At this time, the floating-point number is expressed by the following rule, that is, the calculated value of the exponent E is subtracted from 127 (or 1023) to get the true value, and then the
first digit 1 is added to the effective number M. For example: the binary form of 0.5 (1/2) is 0.1, because the positive part must be 1, that is, the decimal point is shifted to the right by 1 place,
then it is 1.0*2^(-1), and its order code is -1+127= 126 is represented as 01111110, and the mantissa 1.0 removes the integer part to 0, and fills in 0 to 23 bits
00000000000000000000000, then its binary representation is: 0 01111110 00000000000000000000000

  1. E is all 0

At this time, the exponent E of the floating-point number is equal to 1-127 (or 1-10223), which is the true value, and the significant number M is no longer added to the first digit 1, but is reduced to
a decimal of 0.xxxxxx. This is done to represent ±0, and very small numbers close to zero.

  1. E is all 1

At this time, if the effective digits M are all 0, it means ± infinity (positive or negative depends on the sign bit s);

Remember the result of the code at the beginning, why is the integer 1091567616?

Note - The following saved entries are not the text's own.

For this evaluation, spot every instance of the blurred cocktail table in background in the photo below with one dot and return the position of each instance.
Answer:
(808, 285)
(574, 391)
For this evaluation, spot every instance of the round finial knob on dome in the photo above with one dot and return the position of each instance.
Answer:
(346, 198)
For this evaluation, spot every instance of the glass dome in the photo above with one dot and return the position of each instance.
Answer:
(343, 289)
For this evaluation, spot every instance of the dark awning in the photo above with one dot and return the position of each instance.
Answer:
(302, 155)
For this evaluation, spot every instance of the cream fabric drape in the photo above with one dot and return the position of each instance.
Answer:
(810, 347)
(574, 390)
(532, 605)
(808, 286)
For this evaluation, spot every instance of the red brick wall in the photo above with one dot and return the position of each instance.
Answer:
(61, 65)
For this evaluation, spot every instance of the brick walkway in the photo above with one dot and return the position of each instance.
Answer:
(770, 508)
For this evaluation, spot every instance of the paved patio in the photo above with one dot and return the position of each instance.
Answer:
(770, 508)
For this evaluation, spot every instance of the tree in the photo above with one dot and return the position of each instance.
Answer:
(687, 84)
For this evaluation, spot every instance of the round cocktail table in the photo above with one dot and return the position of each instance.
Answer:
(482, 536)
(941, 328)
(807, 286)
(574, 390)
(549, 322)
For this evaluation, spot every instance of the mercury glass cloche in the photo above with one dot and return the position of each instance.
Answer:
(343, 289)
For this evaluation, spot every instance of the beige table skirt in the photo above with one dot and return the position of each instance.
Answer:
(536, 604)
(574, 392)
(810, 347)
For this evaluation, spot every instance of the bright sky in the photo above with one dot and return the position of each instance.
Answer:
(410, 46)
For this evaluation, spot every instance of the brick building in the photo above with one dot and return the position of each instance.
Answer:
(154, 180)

Now, let us return to the question at the beginning: why is 0x00000009 reduced to a floating point number and becomes 0.000000? First, split 0x00000009 to get the first sign bit s=0, the next 8 bits of exponent E=00000000, and the last 23 bits of significant digits M=000 0000 0000 0000 0000
1001.

9 -> 0000 0000 0000 0000 0000 0000 0000 1001

Since the index E is all 0, it conforms to the second situation in the previous section. Therefore, the floating-point number V is written as: V=(-1)^ 0 ×0.00000000000000000001001×2^ (-126)=1.001×2^(-146) Obviously, V is a small positive number close to 0, so Expressed as a decimal fraction is 0.000000.
Look at the second part of the example. How does the floating-point number 9.0 use binary representation? How much is it reduced to decimal? First, the floating-point number 9.0 is equal to
1001.0 in binary , which is 1.001×2^3.

9.0 -> 1001.0 ->(-1)^ 01.0012 ^3 -> s=0, M=1.001,E=3+127=130

Then, the sign bit of the first digit s=0, the effective digit M is equal to 001 followed by 20 0s, making up 23 bits, and the exponent E is equal to 3+127=130, which is 10000010. So, written in binary form, it should be S+E+M, that is

0 10000010 001 0000 0000 0000 0000 0000

This 32-bit binary number, reduced to decimal, is exactly 1091567616.